But it was only the confusion of the shock upon her. And it was upon us all. She pushed at Anita. "I want him." She saw me; this whimsical Venus girl! Even here as we gathered, all of us blurred by shock, confused in the dim, wrecked ship with the chill of death coming—even here she could jest. Her pale lips smiled.
"You, Gregg. I'm not hurt—I don't think I'm hurt." She managed to get herself up on one elbow. "Did you think I wanted you with my dying breath? What conceit! Not you, Handsome Haljan! I was calling Snap."
He was down to her. "We're all right, Venza. It's over. We must get out of the ship. The air is escaping."
We gathered in the oval doorway. We fought the confusion of panic.
"The exit port is this way."
Or was it? I answered Snap, "Yes, I think so."
The ship suddenly seemed a stranger to me. So cold. So vibrationless. Broken lights. These slanting wrecked corridors. With the ventilating fans stilled, the air was turning fetid. Chilling. And thinning, with escaping pressure, rarefying so that I could feel the grasp of it in my lungs and the pin-pricks in my cheeks.

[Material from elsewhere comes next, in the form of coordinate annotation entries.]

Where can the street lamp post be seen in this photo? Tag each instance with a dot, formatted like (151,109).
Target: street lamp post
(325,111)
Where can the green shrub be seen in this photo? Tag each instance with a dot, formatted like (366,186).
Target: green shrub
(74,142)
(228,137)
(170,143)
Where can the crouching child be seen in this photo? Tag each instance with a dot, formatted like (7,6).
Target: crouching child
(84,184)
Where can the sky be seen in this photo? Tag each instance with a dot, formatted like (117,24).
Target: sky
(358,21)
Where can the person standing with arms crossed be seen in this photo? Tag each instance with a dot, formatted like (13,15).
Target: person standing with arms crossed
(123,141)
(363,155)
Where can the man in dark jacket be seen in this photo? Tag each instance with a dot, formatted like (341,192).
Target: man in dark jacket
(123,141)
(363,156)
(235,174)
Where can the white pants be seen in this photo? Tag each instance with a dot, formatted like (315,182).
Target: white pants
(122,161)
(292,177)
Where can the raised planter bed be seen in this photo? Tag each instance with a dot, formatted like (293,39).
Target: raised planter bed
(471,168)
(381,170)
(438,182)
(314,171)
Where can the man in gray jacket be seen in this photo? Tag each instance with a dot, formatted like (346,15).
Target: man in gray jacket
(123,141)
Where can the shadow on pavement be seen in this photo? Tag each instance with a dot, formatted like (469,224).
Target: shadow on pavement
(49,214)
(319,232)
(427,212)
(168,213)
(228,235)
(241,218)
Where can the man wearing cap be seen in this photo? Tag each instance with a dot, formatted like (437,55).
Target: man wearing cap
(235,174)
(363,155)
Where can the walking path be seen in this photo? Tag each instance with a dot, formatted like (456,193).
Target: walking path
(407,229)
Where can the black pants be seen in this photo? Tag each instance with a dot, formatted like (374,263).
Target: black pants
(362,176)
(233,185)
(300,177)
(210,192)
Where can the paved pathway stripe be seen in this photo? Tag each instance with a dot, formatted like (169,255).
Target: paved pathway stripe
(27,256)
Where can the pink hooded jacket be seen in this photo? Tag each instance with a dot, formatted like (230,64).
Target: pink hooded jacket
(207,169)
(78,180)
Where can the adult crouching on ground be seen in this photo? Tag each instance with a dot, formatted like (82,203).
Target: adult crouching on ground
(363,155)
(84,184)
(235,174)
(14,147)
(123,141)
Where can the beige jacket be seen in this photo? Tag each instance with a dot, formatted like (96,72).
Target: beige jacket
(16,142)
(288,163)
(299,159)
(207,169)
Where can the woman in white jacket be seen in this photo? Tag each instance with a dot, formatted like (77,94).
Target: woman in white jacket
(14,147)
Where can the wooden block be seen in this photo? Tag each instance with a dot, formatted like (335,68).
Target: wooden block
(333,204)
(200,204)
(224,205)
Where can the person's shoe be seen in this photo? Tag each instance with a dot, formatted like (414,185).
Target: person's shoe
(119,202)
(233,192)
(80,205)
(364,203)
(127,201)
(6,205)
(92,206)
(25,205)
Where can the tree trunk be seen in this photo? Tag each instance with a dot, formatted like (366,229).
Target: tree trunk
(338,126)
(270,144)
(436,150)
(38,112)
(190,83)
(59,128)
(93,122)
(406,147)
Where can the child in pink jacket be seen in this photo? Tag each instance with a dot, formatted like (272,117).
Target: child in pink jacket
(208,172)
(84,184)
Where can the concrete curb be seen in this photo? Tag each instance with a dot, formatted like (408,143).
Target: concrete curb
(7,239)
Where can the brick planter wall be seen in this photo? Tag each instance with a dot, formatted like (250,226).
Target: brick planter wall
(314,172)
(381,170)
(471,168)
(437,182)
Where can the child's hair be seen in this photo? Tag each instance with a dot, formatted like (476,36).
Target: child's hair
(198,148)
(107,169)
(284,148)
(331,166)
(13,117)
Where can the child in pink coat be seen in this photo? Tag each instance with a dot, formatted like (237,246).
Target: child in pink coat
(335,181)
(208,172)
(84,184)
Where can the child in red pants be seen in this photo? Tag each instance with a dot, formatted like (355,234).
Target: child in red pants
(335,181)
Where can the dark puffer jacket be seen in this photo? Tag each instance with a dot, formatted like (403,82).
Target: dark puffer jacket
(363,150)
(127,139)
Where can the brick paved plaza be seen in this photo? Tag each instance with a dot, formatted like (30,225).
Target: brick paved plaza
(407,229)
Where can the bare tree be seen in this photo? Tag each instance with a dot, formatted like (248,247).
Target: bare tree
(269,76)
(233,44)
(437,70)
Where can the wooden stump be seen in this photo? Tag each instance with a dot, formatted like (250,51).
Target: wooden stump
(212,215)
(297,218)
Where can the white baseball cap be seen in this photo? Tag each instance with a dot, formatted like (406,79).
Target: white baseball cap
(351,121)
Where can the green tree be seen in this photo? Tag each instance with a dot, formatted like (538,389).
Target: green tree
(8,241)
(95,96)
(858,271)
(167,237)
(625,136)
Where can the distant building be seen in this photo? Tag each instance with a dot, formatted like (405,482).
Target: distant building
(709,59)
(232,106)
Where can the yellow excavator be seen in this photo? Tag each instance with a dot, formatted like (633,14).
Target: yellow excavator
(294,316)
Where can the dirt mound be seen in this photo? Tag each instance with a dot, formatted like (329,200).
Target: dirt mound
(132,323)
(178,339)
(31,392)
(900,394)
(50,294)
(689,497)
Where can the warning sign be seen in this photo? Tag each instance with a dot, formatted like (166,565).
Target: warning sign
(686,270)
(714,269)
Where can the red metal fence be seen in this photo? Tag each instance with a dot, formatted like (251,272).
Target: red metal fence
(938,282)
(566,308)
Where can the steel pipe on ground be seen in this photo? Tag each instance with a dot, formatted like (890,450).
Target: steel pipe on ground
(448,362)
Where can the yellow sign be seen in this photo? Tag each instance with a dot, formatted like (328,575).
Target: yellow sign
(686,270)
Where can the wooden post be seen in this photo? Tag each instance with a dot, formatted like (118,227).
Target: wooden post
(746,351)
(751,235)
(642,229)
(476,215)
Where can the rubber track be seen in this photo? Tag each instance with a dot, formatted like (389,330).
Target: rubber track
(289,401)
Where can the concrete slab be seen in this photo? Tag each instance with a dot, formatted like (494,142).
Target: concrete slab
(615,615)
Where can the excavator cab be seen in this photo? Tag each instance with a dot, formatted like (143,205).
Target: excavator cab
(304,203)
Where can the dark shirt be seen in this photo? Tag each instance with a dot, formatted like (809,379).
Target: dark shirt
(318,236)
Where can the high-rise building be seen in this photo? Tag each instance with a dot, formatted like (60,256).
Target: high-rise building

We started off. Four of us, still alive in this silent ship of death. My blurred thoughts tried to cope with it all. Venza here. I remembered how she had bade me create a diversion when the women passengers were landing on the asteroid. She had carried out her purpose! In the confusion she had not gone ashore. A stowaway here. She had secured the cloak. Prowling, to try and help us, she had come upon Hahn. Had seized his ray cylinder and struck him down, and been herself knocked unconscious by his dying lunge, which also had broken the tubes and wrecked the Planetara. And Venza, unconscious, had been lying here with the mechanism of her cloak still operating, so that we did not see her when we came and found why Hahn did not answer my signals.
"It's here, Gregg."
Snap and I lifted the pile of Moon equipment to which she referred. We located four suits and helmets and the mechanisms to operate them.